An infant presents with vomiting after feeding. A Benedict’s test was performed and returned positive for a non-glucose substance. Which of the following is the most likely diagnosis?

• A. Galactosemia due to GAL-1-P uridyl transferase enzyme deficiency
• B. Hereditary fructose intolerance due to aldolase B deficiency
• C. Glucose-6-Phosphate dehydrogenase (G6PD) deficiency
• D. Galactosemia due to galactokinase enzyme deficiency

Hint:

In infants with vomiting after feeding and a positive Benedict's test, consider galactosemia. The absence of GAL-1-P uridyl transferase enzyme activity is the most common cause.

Answer 1

The Correct Option is A

The positive Benedict's test for a non-glucose substance suggests a metabolic disorder involving sugar metabolism. This clinical presentation, along with vomiting after feeding, is highly indicative of galactosemia, specifically due to GAL-1-P uridyl transferase enzyme deficiency. Galactosemia is an inborn error of metabolism that affects the body's ability to metabolize galactose, a component of lactose found in milk.
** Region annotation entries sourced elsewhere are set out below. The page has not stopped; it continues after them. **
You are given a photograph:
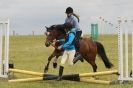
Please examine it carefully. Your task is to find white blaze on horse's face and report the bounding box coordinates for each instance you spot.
[45,32,50,36]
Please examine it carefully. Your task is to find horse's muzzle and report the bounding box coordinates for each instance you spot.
[45,42,50,47]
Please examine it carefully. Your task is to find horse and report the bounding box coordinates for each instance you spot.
[45,25,113,72]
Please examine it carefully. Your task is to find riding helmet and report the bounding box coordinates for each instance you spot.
[66,7,73,14]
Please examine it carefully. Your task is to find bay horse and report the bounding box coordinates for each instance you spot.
[44,25,113,72]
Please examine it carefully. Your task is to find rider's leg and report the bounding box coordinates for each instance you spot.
[68,50,76,65]
[73,53,84,64]
[57,51,68,81]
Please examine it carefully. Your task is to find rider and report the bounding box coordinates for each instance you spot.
[65,7,82,39]
[65,7,83,63]
[57,23,76,81]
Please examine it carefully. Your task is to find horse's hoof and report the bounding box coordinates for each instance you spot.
[53,63,57,68]
[80,58,84,62]
[44,68,48,73]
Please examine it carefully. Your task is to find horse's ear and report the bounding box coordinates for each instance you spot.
[45,26,48,29]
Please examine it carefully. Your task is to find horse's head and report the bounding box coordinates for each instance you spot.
[45,25,65,47]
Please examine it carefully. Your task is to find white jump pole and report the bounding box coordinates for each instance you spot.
[0,23,3,75]
[124,29,129,78]
[118,20,123,80]
[132,32,133,78]
[0,19,9,78]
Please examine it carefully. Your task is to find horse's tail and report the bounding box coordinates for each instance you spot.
[95,42,113,68]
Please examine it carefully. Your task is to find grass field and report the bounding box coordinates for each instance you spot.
[0,35,133,88]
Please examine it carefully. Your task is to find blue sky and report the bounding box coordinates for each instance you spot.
[0,0,133,34]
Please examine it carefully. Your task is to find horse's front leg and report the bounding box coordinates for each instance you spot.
[53,56,59,68]
[44,53,55,73]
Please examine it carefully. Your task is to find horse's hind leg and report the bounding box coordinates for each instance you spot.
[53,56,59,68]
[86,58,97,72]
[44,53,55,73]
[90,61,97,72]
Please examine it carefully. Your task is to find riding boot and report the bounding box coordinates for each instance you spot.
[73,54,84,64]
[57,66,64,81]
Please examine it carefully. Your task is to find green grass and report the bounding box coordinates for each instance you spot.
[0,35,133,88]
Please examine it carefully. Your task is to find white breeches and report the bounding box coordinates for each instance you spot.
[61,50,75,66]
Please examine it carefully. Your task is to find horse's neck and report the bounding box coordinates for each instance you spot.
[58,34,66,40]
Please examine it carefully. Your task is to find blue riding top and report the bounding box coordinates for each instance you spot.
[59,28,76,50]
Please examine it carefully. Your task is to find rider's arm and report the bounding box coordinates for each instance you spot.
[62,33,75,49]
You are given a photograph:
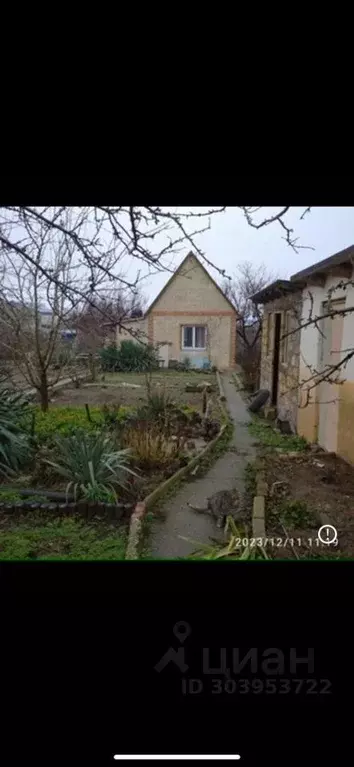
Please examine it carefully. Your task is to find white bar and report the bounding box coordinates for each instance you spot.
[113,754,241,761]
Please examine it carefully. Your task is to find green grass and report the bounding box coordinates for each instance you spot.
[273,499,316,529]
[244,461,257,497]
[248,416,307,452]
[0,515,126,561]
[0,490,22,503]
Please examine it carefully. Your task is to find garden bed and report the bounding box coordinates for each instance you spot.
[264,451,354,559]
[0,511,127,561]
[250,417,354,559]
[0,373,223,558]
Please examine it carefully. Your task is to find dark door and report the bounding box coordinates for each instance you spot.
[272,313,281,405]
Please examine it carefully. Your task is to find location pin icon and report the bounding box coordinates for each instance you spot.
[173,621,191,643]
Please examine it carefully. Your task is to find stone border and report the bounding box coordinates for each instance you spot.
[21,373,90,397]
[125,501,146,559]
[216,370,226,402]
[252,469,267,538]
[125,420,229,559]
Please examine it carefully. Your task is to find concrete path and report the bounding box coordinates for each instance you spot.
[150,373,256,559]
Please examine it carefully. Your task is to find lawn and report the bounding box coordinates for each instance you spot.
[249,416,354,559]
[0,371,222,560]
[0,513,126,561]
[51,370,217,410]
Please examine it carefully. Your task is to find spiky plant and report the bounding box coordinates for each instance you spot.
[0,389,29,476]
[44,431,137,498]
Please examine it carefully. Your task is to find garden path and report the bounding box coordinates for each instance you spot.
[150,373,256,559]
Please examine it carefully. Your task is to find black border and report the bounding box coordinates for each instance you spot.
[0,175,353,207]
[0,183,354,765]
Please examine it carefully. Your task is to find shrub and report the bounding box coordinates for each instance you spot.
[34,407,131,439]
[100,341,159,373]
[40,431,136,498]
[0,389,30,476]
[123,426,181,471]
[101,405,125,428]
[0,517,126,560]
[182,357,192,370]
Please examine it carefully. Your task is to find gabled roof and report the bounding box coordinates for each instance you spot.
[144,251,236,317]
[250,280,302,304]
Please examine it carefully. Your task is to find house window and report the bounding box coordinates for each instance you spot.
[281,312,291,363]
[266,312,272,356]
[182,325,207,349]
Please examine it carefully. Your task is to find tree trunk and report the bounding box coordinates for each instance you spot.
[89,354,97,383]
[39,371,49,413]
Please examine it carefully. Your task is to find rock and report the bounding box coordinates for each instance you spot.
[276,418,292,434]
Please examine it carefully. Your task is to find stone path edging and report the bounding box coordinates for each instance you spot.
[252,469,267,538]
[216,370,226,402]
[125,416,228,559]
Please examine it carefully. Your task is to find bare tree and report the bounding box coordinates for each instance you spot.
[241,205,354,396]
[223,261,275,389]
[71,287,146,381]
[0,206,225,316]
[0,213,80,411]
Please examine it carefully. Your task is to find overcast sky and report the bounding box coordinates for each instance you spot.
[138,207,354,308]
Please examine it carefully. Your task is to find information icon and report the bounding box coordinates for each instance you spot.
[317,525,338,546]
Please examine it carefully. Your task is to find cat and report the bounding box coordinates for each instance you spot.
[187,488,239,528]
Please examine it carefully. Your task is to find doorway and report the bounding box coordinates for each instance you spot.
[318,300,345,452]
[271,312,281,406]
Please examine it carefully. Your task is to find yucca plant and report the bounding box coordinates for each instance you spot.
[0,389,29,476]
[44,431,137,499]
[179,515,269,561]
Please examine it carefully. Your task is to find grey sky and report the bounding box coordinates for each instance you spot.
[138,207,354,308]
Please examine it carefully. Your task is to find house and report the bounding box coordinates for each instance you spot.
[253,245,354,464]
[253,280,302,432]
[116,253,236,370]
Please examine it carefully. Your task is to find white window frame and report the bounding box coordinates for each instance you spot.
[181,325,208,352]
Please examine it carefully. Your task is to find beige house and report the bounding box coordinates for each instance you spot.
[253,246,354,464]
[116,253,236,370]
Without proper metabolism, galactose accumulates in the body, leading to symptoms such as vomiting, failure to thrive, and hepatomegaly.
- Hereditary fructose intolerance involves a deficiency of aldolase B and presents with similar symptoms such as vomiting and hypoglycemia but does not typically show a positive Benedict's test for non-glucose substances.
- G6PD deficiency leads to hemolysis, especially following oxidative stress (like certain infections or drugs), but does not cause the vomiting after feeding or positive Benedict’s test for non-glucose substances.
- Galactosemia due to galactokinase deficiency presents similarly but tends to cause cataracts rather than the severe manifestations seen with GAL-1-P uridyl transferase deficiency.
The definitive diagnosis for this infant is galactosemia due to GAL-1-P uridyl transferase enzyme deficiency.